Torta di Nocciole by Azienda Agricole Tastelanghe
Torta di Nocciole by Azienda Agricole Tastelanghe
Duration: 75 mins
Nutrition value: 600 kcal
Portions: 12
Level of difficulty: Easy

Some recipes are handed down through generations, this is a perfect example a scrumptious cake that brings out the true flavour of the IGP Piedmont Hazelnut,  Made without using any flour at all. also Available to buy at TASTËLANGHE Azienda Agricole in Piemonte. 
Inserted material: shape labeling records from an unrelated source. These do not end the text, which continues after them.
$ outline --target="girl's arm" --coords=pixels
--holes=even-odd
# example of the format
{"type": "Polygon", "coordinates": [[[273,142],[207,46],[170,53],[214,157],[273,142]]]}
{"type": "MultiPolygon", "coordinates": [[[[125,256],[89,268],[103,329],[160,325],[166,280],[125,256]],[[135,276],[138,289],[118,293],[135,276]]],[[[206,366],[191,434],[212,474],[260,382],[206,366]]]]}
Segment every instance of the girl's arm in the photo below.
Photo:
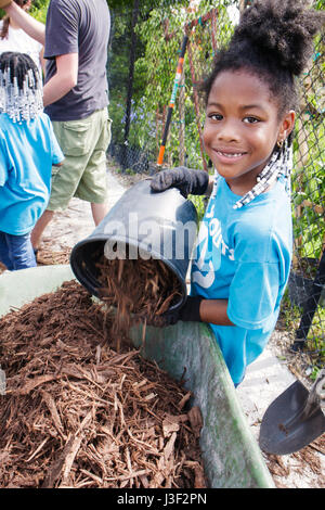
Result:
{"type": "Polygon", "coordinates": [[[77,85],[78,80],[78,53],[68,53],[66,55],[56,56],[56,74],[44,85],[43,104],[55,103],[72,88],[77,85]]]}
{"type": "Polygon", "coordinates": [[[41,44],[46,43],[46,26],[43,23],[38,22],[32,16],[27,14],[23,9],[21,9],[15,2],[10,3],[5,7],[6,14],[23,28],[28,36],[36,39],[41,44]]]}
{"type": "Polygon", "coordinates": [[[199,317],[203,322],[218,326],[234,326],[226,314],[227,299],[203,299],[199,317]]]}

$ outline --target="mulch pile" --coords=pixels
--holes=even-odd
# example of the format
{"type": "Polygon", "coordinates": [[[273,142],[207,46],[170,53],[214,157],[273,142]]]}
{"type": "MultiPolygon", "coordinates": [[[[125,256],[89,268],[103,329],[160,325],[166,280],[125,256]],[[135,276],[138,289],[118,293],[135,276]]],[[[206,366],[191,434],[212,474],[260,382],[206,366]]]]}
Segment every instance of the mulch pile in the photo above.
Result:
{"type": "Polygon", "coordinates": [[[205,487],[198,408],[77,282],[0,320],[1,487],[205,487]]]}

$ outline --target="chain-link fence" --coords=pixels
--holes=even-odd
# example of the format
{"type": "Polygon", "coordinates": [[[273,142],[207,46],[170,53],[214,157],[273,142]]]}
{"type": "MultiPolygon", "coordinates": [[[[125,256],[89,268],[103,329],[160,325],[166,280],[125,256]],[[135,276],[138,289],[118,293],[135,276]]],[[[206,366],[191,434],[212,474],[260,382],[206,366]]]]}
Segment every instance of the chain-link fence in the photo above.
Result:
{"type": "MultiPolygon", "coordinates": [[[[205,109],[198,85],[249,3],[134,0],[132,9],[112,10],[112,165],[130,174],[153,174],[161,167],[157,163],[210,169],[202,142],[205,109]]],[[[314,7],[321,9],[321,2],[314,7]]],[[[325,360],[323,69],[324,38],[317,37],[301,80],[292,175],[295,248],[283,302],[292,349],[304,347],[315,366],[325,360]]],[[[204,208],[199,201],[196,205],[204,208]]]]}

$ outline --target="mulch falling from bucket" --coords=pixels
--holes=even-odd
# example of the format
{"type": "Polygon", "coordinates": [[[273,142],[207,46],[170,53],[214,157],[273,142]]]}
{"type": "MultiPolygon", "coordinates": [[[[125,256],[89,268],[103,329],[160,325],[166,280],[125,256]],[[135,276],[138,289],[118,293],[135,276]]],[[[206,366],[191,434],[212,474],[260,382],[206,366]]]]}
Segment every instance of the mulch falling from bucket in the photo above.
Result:
{"type": "Polygon", "coordinates": [[[77,282],[0,320],[1,487],[205,487],[200,412],[77,282]]]}
{"type": "Polygon", "coordinates": [[[182,297],[176,275],[159,259],[114,259],[104,256],[99,293],[107,307],[116,307],[115,332],[126,337],[133,322],[164,326],[164,314],[182,297]]]}

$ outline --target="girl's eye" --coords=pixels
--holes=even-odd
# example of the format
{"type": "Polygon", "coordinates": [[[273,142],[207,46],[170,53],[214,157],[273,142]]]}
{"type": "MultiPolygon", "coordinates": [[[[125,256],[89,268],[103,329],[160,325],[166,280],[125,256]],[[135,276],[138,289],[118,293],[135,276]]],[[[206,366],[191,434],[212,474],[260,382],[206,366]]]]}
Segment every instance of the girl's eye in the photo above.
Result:
{"type": "Polygon", "coordinates": [[[259,119],[256,117],[245,117],[243,122],[246,124],[256,124],[259,123],[259,119]]]}
{"type": "Polygon", "coordinates": [[[209,117],[212,119],[212,120],[222,120],[222,115],[220,113],[211,113],[209,115],[209,117]]]}

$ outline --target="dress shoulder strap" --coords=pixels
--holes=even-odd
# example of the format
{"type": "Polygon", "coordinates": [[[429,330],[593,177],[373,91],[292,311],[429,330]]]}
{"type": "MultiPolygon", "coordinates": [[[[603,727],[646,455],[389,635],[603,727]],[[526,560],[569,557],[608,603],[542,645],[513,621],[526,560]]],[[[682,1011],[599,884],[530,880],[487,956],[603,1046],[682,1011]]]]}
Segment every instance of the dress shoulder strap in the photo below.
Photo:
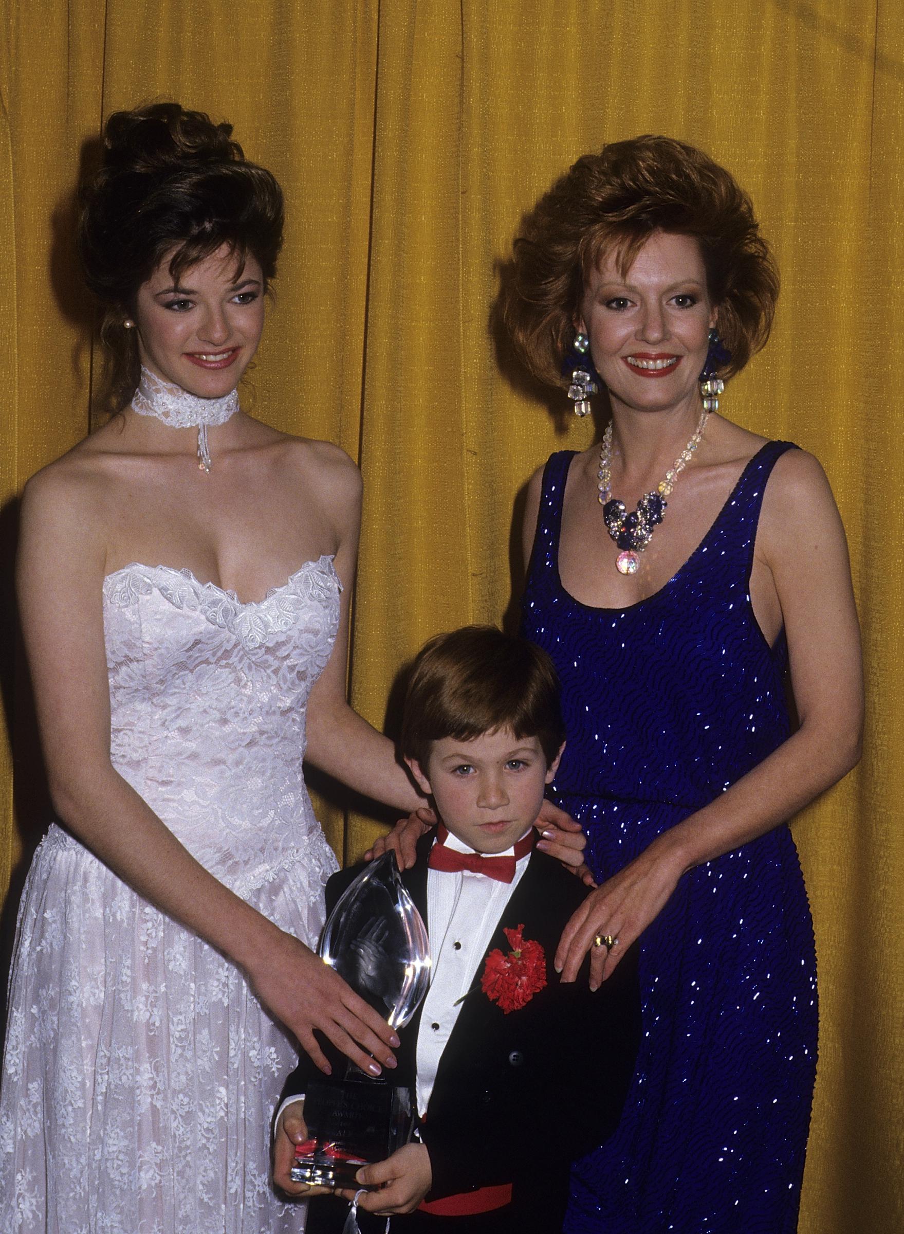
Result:
{"type": "Polygon", "coordinates": [[[782,454],[795,450],[793,442],[766,442],[747,465],[704,539],[704,545],[718,549],[724,568],[730,563],[750,581],[754,566],[756,532],[766,484],[782,454]]]}
{"type": "Polygon", "coordinates": [[[530,553],[528,581],[535,574],[555,566],[559,560],[559,534],[562,526],[562,501],[569,479],[569,466],[576,450],[557,450],[550,454],[543,469],[540,508],[536,512],[534,547],[530,553]]]}

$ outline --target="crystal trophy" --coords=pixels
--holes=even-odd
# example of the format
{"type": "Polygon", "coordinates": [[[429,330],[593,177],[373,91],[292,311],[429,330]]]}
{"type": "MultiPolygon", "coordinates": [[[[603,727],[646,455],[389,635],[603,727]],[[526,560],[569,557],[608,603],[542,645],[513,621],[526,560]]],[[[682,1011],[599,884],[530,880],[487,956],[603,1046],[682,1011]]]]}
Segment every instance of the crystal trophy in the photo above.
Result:
{"type": "MultiPolygon", "coordinates": [[[[427,993],[427,927],[402,886],[396,854],[372,861],[345,890],[321,935],[319,956],[392,1028],[403,1028],[427,993]]],[[[370,1076],[335,1053],[333,1074],[305,1093],[308,1138],[295,1149],[294,1182],[355,1187],[355,1174],[411,1138],[411,1088],[370,1076]]]]}

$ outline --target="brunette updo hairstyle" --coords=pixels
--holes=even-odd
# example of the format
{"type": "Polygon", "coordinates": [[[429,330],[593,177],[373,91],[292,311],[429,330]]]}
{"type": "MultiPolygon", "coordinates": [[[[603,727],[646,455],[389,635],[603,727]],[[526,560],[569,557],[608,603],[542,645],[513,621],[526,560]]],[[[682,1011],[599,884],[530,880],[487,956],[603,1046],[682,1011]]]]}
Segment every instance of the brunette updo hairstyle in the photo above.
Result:
{"type": "Polygon", "coordinates": [[[747,194],[708,154],[671,137],[634,137],[585,154],[524,218],[502,290],[503,320],[541,381],[564,384],[587,276],[618,253],[624,276],[656,231],[701,247],[717,329],[740,373],[766,342],[778,271],[747,194]]]}
{"type": "Polygon", "coordinates": [[[106,402],[118,411],[138,385],[138,343],[123,322],[142,283],[168,254],[178,280],[227,244],[239,269],[249,253],[257,258],[269,284],[282,244],[282,193],[245,159],[231,125],[157,102],[110,116],[101,168],[80,205],[85,281],[104,311],[106,402]]]}

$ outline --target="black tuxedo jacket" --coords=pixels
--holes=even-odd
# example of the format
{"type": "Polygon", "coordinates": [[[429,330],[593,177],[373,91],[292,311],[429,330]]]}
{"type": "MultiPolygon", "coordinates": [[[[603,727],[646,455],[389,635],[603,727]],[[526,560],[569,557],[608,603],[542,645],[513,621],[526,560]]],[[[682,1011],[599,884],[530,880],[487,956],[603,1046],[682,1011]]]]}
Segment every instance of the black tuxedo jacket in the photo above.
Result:
{"type": "MultiPolygon", "coordinates": [[[[433,833],[418,844],[418,860],[402,874],[427,922],[427,858],[433,833]]],[[[363,866],[342,870],[327,884],[327,909],[363,866]]],[[[591,992],[588,961],[573,983],[553,967],[561,932],[587,888],[559,861],[532,853],[528,869],[497,923],[459,1018],[439,1061],[419,1135],[430,1154],[428,1199],[497,1183],[513,1183],[513,1204],[524,1204],[524,1229],[561,1228],[569,1164],[613,1132],[634,1071],[640,1040],[636,948],[603,986],[591,992]],[[524,926],[546,958],[546,986],[527,1006],[504,1013],[480,987],[486,954],[511,950],[504,928],[524,926]],[[540,1218],[538,1206],[549,1206],[540,1218]]],[[[400,1032],[400,1083],[413,1087],[421,1011],[400,1032]]],[[[284,1097],[305,1092],[313,1064],[302,1055],[284,1097]]]]}

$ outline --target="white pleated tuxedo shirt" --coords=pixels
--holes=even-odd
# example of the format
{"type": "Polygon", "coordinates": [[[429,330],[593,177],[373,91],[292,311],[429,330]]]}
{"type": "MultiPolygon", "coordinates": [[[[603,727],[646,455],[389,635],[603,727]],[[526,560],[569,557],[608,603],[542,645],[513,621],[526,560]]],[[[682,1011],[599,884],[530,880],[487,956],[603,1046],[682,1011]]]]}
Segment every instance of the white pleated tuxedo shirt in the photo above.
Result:
{"type": "MultiPolygon", "coordinates": [[[[470,845],[451,832],[446,835],[445,847],[458,853],[474,853],[470,845]]],[[[513,856],[514,845],[504,853],[491,855],[513,856]]],[[[529,851],[518,858],[511,882],[488,879],[485,874],[472,874],[470,870],[454,874],[444,870],[427,871],[430,987],[421,1013],[416,1055],[417,1107],[422,1118],[433,1092],[439,1060],[459,1018],[461,1001],[479,980],[480,961],[529,860],[529,851]]],[[[303,1093],[286,1097],[276,1119],[290,1102],[301,1101],[303,1093]]]]}
{"type": "MultiPolygon", "coordinates": [[[[458,853],[474,853],[451,832],[445,847],[458,853]]],[[[513,854],[514,848],[509,848],[492,856],[513,854]]],[[[454,874],[427,871],[427,921],[433,965],[417,1040],[417,1104],[422,1118],[433,1092],[439,1060],[459,1018],[461,1001],[480,980],[480,961],[529,860],[529,851],[518,859],[511,882],[499,882],[470,870],[454,874]]]]}

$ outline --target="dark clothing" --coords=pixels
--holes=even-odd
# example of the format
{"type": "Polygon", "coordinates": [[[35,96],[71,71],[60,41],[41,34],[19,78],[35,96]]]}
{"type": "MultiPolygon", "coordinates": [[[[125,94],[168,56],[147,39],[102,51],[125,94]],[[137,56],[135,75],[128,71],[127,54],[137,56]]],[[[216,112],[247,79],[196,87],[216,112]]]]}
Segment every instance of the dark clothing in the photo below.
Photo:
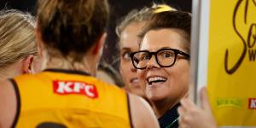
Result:
{"type": "Polygon", "coordinates": [[[180,106],[180,103],[175,105],[172,109],[168,110],[163,116],[158,119],[159,124],[161,128],[166,128],[167,126],[168,128],[178,127],[178,120],[176,120],[179,116],[177,113],[178,106],[180,106]]]}

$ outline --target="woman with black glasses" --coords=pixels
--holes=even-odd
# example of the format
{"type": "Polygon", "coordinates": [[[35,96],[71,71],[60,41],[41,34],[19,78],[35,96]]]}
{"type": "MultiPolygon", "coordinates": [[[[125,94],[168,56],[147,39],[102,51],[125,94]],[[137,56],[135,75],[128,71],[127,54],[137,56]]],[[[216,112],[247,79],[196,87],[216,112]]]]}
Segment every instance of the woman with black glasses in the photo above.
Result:
{"type": "Polygon", "coordinates": [[[131,54],[161,127],[177,127],[177,108],[188,96],[190,25],[186,12],[154,14],[139,34],[140,50],[131,54]]]}

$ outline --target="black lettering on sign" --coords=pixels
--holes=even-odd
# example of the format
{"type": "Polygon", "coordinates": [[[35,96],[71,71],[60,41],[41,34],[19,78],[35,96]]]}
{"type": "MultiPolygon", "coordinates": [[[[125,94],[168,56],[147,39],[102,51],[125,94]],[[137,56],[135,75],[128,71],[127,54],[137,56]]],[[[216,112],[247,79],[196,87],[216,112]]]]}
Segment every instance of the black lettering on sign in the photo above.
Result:
{"type": "MultiPolygon", "coordinates": [[[[228,74],[233,74],[241,66],[242,63],[246,54],[247,50],[248,49],[248,57],[250,61],[254,61],[256,59],[256,51],[253,49],[253,46],[256,44],[256,21],[255,23],[250,24],[250,28],[248,30],[247,37],[247,39],[243,38],[241,34],[241,32],[237,29],[237,26],[236,24],[236,15],[238,12],[238,9],[242,8],[242,2],[245,2],[245,6],[244,6],[244,24],[247,25],[247,14],[248,14],[248,7],[250,4],[253,4],[256,9],[256,0],[238,0],[235,9],[233,13],[233,29],[236,35],[239,37],[241,39],[241,43],[242,44],[242,52],[241,53],[241,55],[239,59],[236,61],[235,65],[231,67],[230,68],[228,67],[228,61],[229,61],[229,49],[226,49],[225,55],[224,55],[224,68],[225,71],[228,74]]],[[[255,16],[255,15],[253,15],[255,16]]]]}

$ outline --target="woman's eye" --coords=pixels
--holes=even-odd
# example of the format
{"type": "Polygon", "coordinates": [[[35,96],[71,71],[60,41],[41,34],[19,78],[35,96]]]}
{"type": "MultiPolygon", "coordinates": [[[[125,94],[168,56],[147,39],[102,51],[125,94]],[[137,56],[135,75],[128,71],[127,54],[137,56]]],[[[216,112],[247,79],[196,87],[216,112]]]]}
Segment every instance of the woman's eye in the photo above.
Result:
{"type": "Polygon", "coordinates": [[[130,54],[131,52],[124,52],[122,56],[125,60],[130,60],[130,54]]]}
{"type": "Polygon", "coordinates": [[[145,61],[145,60],[149,60],[149,55],[143,55],[142,57],[141,57],[143,61],[145,61]]]}
{"type": "Polygon", "coordinates": [[[165,58],[170,58],[170,57],[173,57],[174,54],[173,53],[170,53],[170,52],[164,52],[162,54],[163,57],[165,58]]]}

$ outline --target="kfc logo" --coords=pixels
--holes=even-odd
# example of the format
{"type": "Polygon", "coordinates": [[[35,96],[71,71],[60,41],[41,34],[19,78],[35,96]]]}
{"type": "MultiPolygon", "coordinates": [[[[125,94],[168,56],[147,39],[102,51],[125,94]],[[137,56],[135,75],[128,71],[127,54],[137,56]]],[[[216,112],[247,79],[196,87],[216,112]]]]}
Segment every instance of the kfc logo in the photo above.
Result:
{"type": "Polygon", "coordinates": [[[90,98],[98,97],[97,90],[95,85],[79,81],[53,81],[54,92],[60,95],[78,94],[84,95],[90,98]]]}
{"type": "Polygon", "coordinates": [[[256,98],[249,98],[249,109],[256,109],[256,98]]]}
  •  200 g coarsely ground hazelnuts
  • 40 g corn or potato starch
  •  200 g softened butter
  • 150 g sugar
  • 4 eggs
  • 10 g bitter cocoa powder
  • Confectioners' sugar (powdered sugar)
  • a cake tin of 20 cm diameter
Recipe steps:
  1. Start by working the softened butter and sugar down to a lovely light and fluffy mixture.
  2. Separate the eggs and add 4 egg yolks to your sugar mixture one by one whilst whisking continuously.
  3. Add the sifted cocoa powder and the corn starch to your mixture.
  4. Whip up the egg whites to obtain stiff peaks and fold into mixture, starting at the bottom and working your way upwards.
  5. Finally, add the hazelnuts and mix softly to blend.
  6. Grease the inside of your cake tin and lightly powder with corn starch
  7. Pour the mixture into the tin and bake in a ventilated oven at 160° for 50-55 minutes.
  8. Allow to cool before decorating it with the powdered sugar.